Esclarmonde collapsed. She knew Phillipa meant the request as a plea to sacrifice her life to save the city. Esclarmonde pressed a kiss to her shaking palm and raised it in a farewell, then turned away, the only act of assent she could manage. Guilhelm ordered the archers to take aim. When their bows were drawn taut, Esclarmonde begged them to hold off. She took Guilhelm aside and whispered to him. The Northern crusaders watched in bewilderment as Guilhelm commanded a bow and nocked an arrow. Esclarmonde touched the shaft to transmit the last rites of the Consolamentum. Phillipa nodded in relief to see that Guilhelm would attempt the shot. She arched her chest to offer him a better target.
Esclarmonde could not release her hand. Guilhelm pulled away from her reach, and fired. Phillipa kept her eyes fixed on Esclarmonde as the bodkin point sped toward her. She sank into the ropes—the shaft impaled her heart. A rain of missiles from the walls released the other hostages to the Light.

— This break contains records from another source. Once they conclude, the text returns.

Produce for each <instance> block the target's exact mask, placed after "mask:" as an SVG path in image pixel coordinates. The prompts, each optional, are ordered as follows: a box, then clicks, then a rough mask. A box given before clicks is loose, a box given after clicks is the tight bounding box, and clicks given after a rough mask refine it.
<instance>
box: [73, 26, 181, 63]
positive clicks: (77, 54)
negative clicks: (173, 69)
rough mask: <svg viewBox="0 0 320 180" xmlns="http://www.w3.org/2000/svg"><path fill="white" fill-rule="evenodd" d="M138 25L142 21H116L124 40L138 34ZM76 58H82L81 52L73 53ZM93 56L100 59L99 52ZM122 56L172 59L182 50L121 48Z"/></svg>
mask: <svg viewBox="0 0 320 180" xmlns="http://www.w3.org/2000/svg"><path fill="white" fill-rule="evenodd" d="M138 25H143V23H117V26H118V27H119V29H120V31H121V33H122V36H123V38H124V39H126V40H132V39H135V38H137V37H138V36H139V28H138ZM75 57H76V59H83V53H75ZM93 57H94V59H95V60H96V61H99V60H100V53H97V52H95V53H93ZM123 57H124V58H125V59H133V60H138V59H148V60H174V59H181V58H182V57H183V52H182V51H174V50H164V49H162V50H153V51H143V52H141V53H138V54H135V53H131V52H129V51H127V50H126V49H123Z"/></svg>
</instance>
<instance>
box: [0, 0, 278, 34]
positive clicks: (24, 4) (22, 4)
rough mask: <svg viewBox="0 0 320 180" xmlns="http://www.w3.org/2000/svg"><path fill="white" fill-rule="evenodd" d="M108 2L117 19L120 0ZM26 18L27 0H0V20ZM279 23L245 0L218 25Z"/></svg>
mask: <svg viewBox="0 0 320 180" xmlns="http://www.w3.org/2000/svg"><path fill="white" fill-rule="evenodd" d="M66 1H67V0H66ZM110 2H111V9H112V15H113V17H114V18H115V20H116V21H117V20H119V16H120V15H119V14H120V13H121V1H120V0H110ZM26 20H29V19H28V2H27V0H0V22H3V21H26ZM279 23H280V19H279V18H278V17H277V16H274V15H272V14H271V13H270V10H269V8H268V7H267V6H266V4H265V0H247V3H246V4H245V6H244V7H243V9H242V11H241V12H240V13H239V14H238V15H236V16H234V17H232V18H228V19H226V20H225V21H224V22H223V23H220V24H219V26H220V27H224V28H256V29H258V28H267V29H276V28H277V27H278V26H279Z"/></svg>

Their stratagem foiled, the Cistercians reared their spooked horses and retreated to a safe distance beyond the Occitan range of fire. Folques sat paralyzed with disbelief as he watched Esclarmonde pray over her martyred followers. He muttered to himself, “These people go willingly to their deaths for her. We will never command such allegiance.”
Almaric snorted with disgust at the heretics’ insipid disregard for life. He signaled for the full assault. Unleashed, the routiers dove into the moat and clawed up the banks to gain a foothold under the walls. Sheets of arrows whistled down as they attempted to throw planks across the moat.
“Loose the catapults!” shouted Trencavel.
De Montfort angled to avoid the bombardment and scrambled across the backs of wounded routiers. Scaling ladders rattled against the ramparts. Trencavel’s defenders sent the first wave of Franks crashing to their deaths. Repulsed, de Montfort turned to reform the ranks for another attempt when he discovered the other barons had deserted him. Pelted by stones, he discarded his armor to gain speed and beat a zagged retreat on foot toward the bridge, which was gorged with panicked men and horses.
The Occitans tried to loose a cheer, but their throats were too raw from thirst to m
ake a sound.
During the days of misery that followed, the sun bore down upon Carcassonne like the tip of a red-hot branding iron. Trencavel begged Esclarmonde to keep her tongue wetted so that she could continue to preach, but she refused the additional ration of water. She did what little she could to nurse Castres, who was grief-broken and manic with fever, as were most of the besieged Occitans.
On Sunday morning, the church bells interrupted the city’s languorous silence to announce an unexpected arrival at the gate. Esclarmonde came running from the hospital and found King Peter of Aragon riding his magnificent sorrel bay up the Rue Grande d’Aude. Christ entering Jerusalem on Palm Sunday could not have received a more glorious welcome. The Occitans roused from their wretchedness and threw themselves before the monarch in a frenzy of relief, certain that their benefactor had crossed the Pyrenees to save them.
Trencavel broke through the throngs. “My liege, you are a blessed sight!”
“I fear less so than you wish.” With an upturned nose, Peter scanned the multitudes of walking skeletons and spotted among them a frail woman in black robes. Several moments passed before he recognized Esclarmonde in her haggard condition. “It deeply saddens me to find you here, my lady.”
“Have you brought us water and medicinals, my lord?” asked Esclarmonde. “Our people die by the hundreds from the flux.”